12. En deuxième lieu, ni l'article 6 de la convention européenne de sauvegarde des droits de l'homme et des libertés fondamentales, ni aucune disposition législative ou réglementaire, ni même aucun principe général du droit n'imposaient que l'OFII réponde aux observations que la société Rosa a présentées le 4 novembre 2022, avant de lui infliger la contribution spéciale. Par suite, le moyen tiré de la méconnaissance du principe du contradictoire doit être écarté. Par ailleurs, il ne ressort pas des pièces du dossier que les observations présentées par la société Rosa n'auraient pas été prises en compte par l'OFII.

13. En troisième lieu, aux termes de l'article L. 211-2 du code des relations entre le public et l'administration : " (...) doivent être motivées les décisions qui (...) infligent une sanction ". Aux termes de l'article L. 211-5 du même code : " La motivation exigée par la présente loi doit être écrite et comporter l'énoncé des considérations de droit et de fait qui constituent le fondement de la décision ".

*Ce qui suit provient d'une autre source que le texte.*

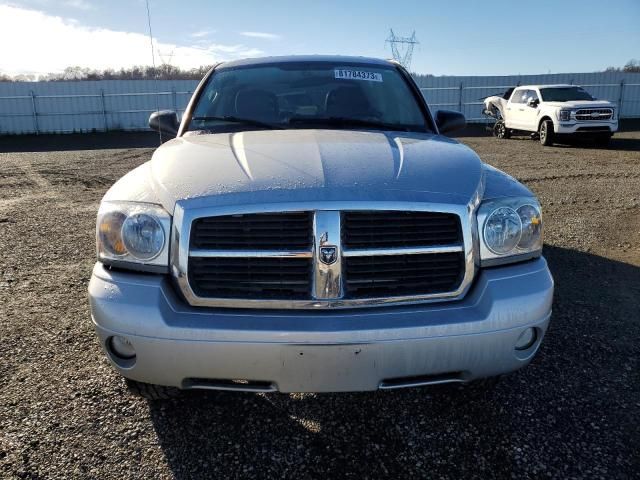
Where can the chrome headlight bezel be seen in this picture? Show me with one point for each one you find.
(489, 257)
(564, 115)
(112, 217)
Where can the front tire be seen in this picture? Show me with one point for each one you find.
(501, 131)
(546, 133)
(150, 391)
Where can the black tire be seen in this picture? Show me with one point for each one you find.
(152, 392)
(546, 133)
(501, 131)
(603, 141)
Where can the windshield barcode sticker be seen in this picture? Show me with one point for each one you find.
(358, 75)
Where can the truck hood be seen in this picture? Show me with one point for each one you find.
(313, 165)
(582, 104)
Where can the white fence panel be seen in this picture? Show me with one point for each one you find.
(465, 94)
(81, 106)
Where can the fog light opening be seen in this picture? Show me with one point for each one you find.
(122, 348)
(527, 339)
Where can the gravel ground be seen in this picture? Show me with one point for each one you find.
(573, 413)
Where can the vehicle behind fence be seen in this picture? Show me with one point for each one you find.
(83, 106)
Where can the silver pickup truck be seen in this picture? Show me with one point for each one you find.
(310, 229)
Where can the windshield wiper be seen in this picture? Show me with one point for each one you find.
(246, 121)
(351, 122)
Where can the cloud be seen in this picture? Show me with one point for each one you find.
(263, 35)
(79, 4)
(201, 33)
(61, 43)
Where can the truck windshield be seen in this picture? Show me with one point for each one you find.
(564, 94)
(308, 95)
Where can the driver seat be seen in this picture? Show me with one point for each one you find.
(347, 102)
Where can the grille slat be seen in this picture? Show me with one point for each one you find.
(389, 276)
(286, 230)
(399, 229)
(250, 278)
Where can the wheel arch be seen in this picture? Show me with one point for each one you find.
(542, 119)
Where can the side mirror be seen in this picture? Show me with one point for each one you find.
(448, 121)
(165, 122)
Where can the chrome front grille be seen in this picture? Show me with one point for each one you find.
(315, 258)
(594, 114)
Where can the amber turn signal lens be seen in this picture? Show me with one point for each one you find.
(110, 233)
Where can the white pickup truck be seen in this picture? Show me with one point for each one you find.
(552, 111)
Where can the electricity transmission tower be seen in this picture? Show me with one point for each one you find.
(402, 48)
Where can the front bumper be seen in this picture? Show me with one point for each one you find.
(586, 128)
(320, 351)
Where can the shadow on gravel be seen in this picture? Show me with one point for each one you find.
(78, 141)
(567, 414)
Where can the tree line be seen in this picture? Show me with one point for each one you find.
(171, 72)
(139, 72)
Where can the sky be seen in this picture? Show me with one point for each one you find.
(462, 37)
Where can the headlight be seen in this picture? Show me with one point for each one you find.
(565, 115)
(133, 235)
(510, 230)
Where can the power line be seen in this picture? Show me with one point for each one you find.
(153, 61)
(402, 48)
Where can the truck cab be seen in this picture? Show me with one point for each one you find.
(552, 112)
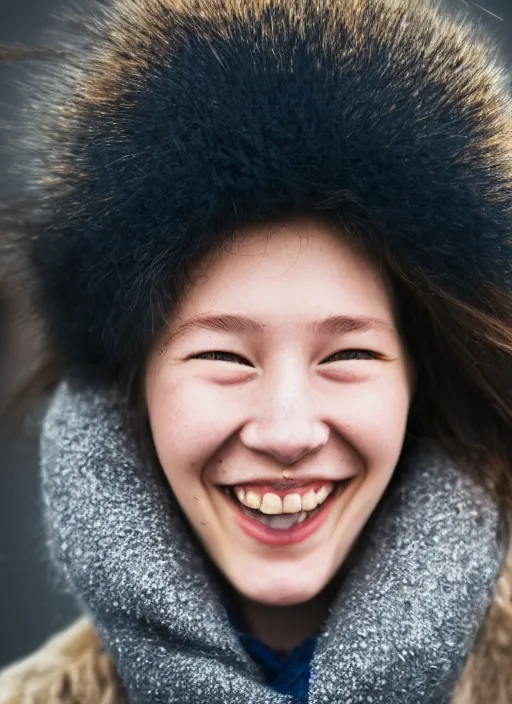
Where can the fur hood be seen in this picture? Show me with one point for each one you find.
(73, 668)
(164, 124)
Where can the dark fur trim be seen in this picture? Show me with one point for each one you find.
(175, 120)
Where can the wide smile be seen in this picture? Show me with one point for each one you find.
(271, 526)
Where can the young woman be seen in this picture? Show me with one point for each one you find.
(269, 243)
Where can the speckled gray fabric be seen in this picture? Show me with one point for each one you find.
(404, 622)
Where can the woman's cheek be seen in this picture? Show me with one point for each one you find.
(373, 417)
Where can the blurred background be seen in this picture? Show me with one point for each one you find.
(31, 605)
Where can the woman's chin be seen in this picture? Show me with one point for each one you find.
(281, 586)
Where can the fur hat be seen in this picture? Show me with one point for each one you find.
(165, 123)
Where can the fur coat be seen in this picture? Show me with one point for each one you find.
(73, 668)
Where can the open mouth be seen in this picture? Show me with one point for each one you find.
(276, 517)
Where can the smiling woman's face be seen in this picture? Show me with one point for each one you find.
(278, 403)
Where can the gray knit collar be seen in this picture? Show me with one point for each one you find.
(401, 630)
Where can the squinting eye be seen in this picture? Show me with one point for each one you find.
(219, 356)
(344, 355)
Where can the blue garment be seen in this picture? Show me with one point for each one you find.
(287, 674)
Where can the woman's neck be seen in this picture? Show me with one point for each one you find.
(282, 628)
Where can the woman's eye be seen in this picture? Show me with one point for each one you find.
(343, 355)
(219, 356)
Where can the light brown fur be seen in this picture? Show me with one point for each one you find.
(72, 668)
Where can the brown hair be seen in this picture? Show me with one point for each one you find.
(462, 352)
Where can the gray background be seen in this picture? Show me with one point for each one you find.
(30, 606)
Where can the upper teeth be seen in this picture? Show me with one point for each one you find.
(272, 504)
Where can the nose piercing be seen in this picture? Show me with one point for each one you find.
(288, 473)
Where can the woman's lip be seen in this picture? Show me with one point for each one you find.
(281, 538)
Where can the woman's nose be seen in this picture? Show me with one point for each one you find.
(288, 428)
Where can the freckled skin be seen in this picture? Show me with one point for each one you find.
(282, 400)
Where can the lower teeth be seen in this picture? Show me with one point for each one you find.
(283, 521)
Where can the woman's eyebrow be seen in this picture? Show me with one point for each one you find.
(337, 324)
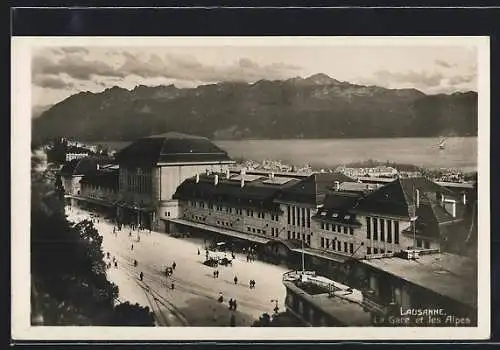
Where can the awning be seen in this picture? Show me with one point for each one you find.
(94, 200)
(319, 254)
(230, 233)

14. D'une part, la décision du 12 janvier 2023, mettant à la charge de la société requérante la contribution spéciale alors prévue à l'article L. 8253-1 du code du travail, mentionne les articles L. 8251-1, L. 8253-1 et R. 8253-2 du code du travail, qui définissent le manquement et la sanction et déterminent son mode de calcul, et indique que la contribution spéciale, dont le montant, en l'absence de minoration ou de majoration, se déduit en l'espèce directement des dispositions du II de l'article R. 8253-2, est infligée en raison de l'emploi de vingt salariés étrangers qu'elle désigne. La décision en litige comporte ainsi les considérations de droit et de fait sur lesquelles elle se fonde. Par suite, le moyen tiré de l'insuffisance de motivation de cette décision ne peut qu'être écarté.

15. D'autre part, l'exercice du recours gracieux n'ayant d'autre objet que d'inviter l'auteur de la décision à reconsidérer sa position, un recours contentieux consécutif au rejet d'un recours gracieux doit nécessairement être regardé comme étant dirigé, non pas tant contre le rejet du recours gracieux dont les vices propres ne peuvent être utilement contestés, que contre la décision initialement prise par l'autorité administrative. Par suite, le moyen tiré de ce que la décision du 16 mars 2023 par laquelle l'OFII a rejeté le recours gracieux formé par la société Rosa serait insuffisamment motivée doit être écarté comme inopérant.

S'agissant du bien-fondé de la contribution spéciale appliquée pour l'emploi de M. N... C... et de M. E... C... :

16. En premier lieu, la contribution spéciale mise à la charge de l'employeur qui a employé des travailleurs étrangers en violation des dispositions de l'article L. 8251-1 du code du travail est, d'après les termes mêmes de l'article L. 8253-1 du même code, indépendante des poursuites pénales auxquelles peuvent donner lieu les mêmes faits. Il résulte de ces dispositions que la circonstance que l'inspecteur du travail n'ait retenu la qualification d'infraction de travail dissimulé, pouvant donner lieu à une condamnation pénale, que pour quinze salariés de la société Rosa, ne faisait pas obstacle à ce que l'OFII, au vu des constatations de l'inspecteur du travail mentionnées dans son procès-verbal, puisse estimer que vingt salariés, dont M. U... C... et M. E... C..., étaient employés par la société Rosa alors qu'ils étaient dépourvus de titre les autorisant à exercer une activité salariée. En outre, pour le même motif, elle n'est pas fondée à se prévaloir de ce qu'aucune infraction de travail dissimulé n'a été caractérisée à son encontre.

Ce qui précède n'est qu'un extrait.